[PATCH v2] x86/ibpb: Skip IBPB when we switch back to same user process

From: Tim Chen
Date: Thu Jan 25 2018 - 18:57:40 EST


Thanks to the reviewers and Andy Lutomirski for the suggestion of
using ctx_id which got rid of the problem of mm pointer recycling.
Here's an update of this patch based on Andy's suggestion.

We could switch to a kernel idle thread and then back to the original
process such as:
process A -> idle -> process A

In such scenario, we do not have to do IBPB here even though the process is
non-dumpable, as we are switching back to the same process after
an hiatus.

We track the last mm user context id before we switch to init_mm by calling
leave_mm when tlb_defer_switch_to_init_mm returns false (pcid available).

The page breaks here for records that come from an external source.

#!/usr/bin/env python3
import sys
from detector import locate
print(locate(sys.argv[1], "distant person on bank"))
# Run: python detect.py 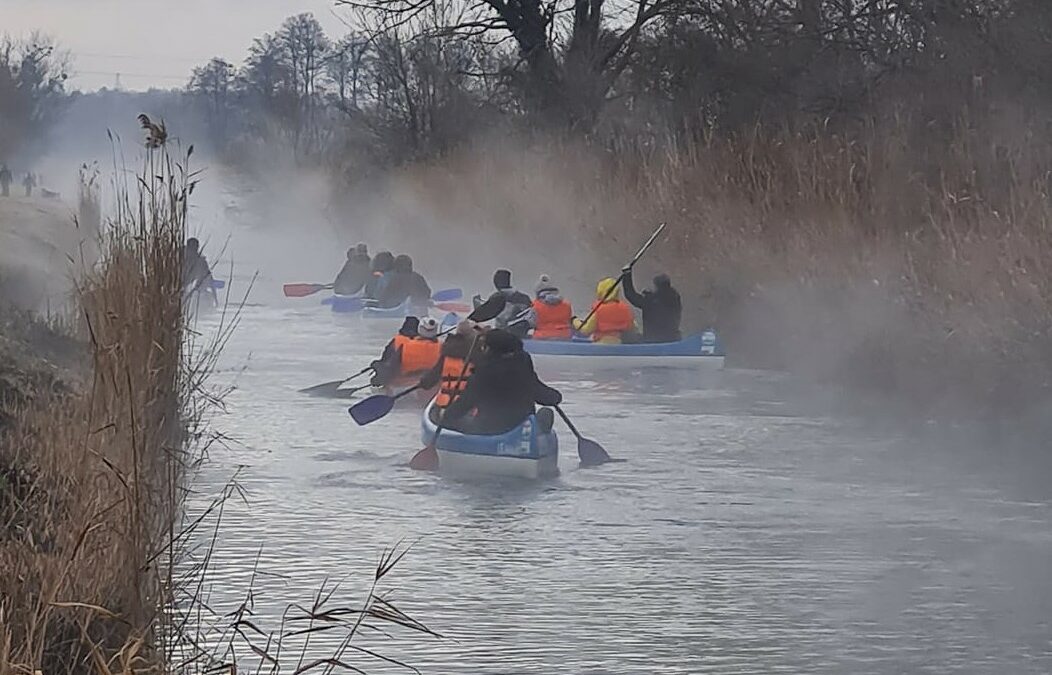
[0,164,14,197]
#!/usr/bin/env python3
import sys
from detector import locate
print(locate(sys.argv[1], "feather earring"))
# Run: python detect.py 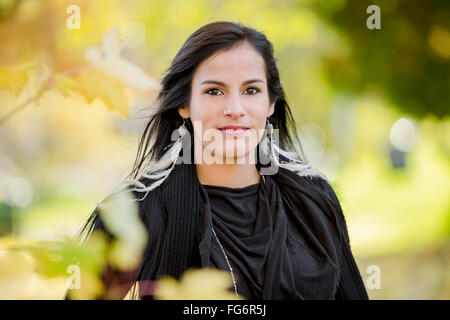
[116,118,188,201]
[260,119,328,180]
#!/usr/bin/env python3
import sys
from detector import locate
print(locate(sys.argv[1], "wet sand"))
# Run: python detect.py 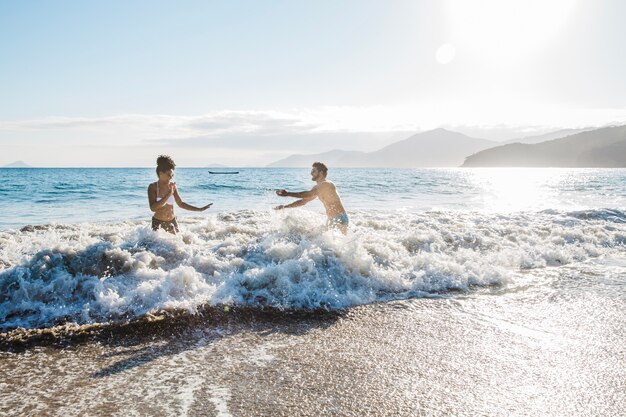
[0,280,626,416]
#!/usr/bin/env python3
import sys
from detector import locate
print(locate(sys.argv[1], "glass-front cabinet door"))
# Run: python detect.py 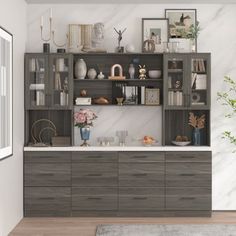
[50,54,73,109]
[25,54,48,109]
[189,53,211,109]
[164,54,187,109]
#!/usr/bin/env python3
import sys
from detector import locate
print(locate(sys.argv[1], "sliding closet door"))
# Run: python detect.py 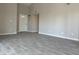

The cost is to have an extra u64 mm context id to track the last mm we were using before
switching to the init_mm used by idle. Avoiding the extra IBPB
is probably worth the extra memory for this common scenario.

For those cases where tlb_defer_switch_to_init_mm returns true (non pcid),
lazy tlb will defer switch to init_mm, so we will not be changing
the mm for the process A -> idle -> process A switch. So
IBPB will be skipped for this case.

v2:
1. Save last user context id instead of last user mm to avoid the problem of recycled mm

Signed-off-by: Tim Chen <tim.c.chen@xxxxxxxxxxxxxxx>
---
arch/x86/include/asm/tlbflush.h | 2 ++
arch/x86/mm/tlb.c | 23 ++++++++++++++++-------
2 files changed, 18 insertions(+), 7 deletions(-)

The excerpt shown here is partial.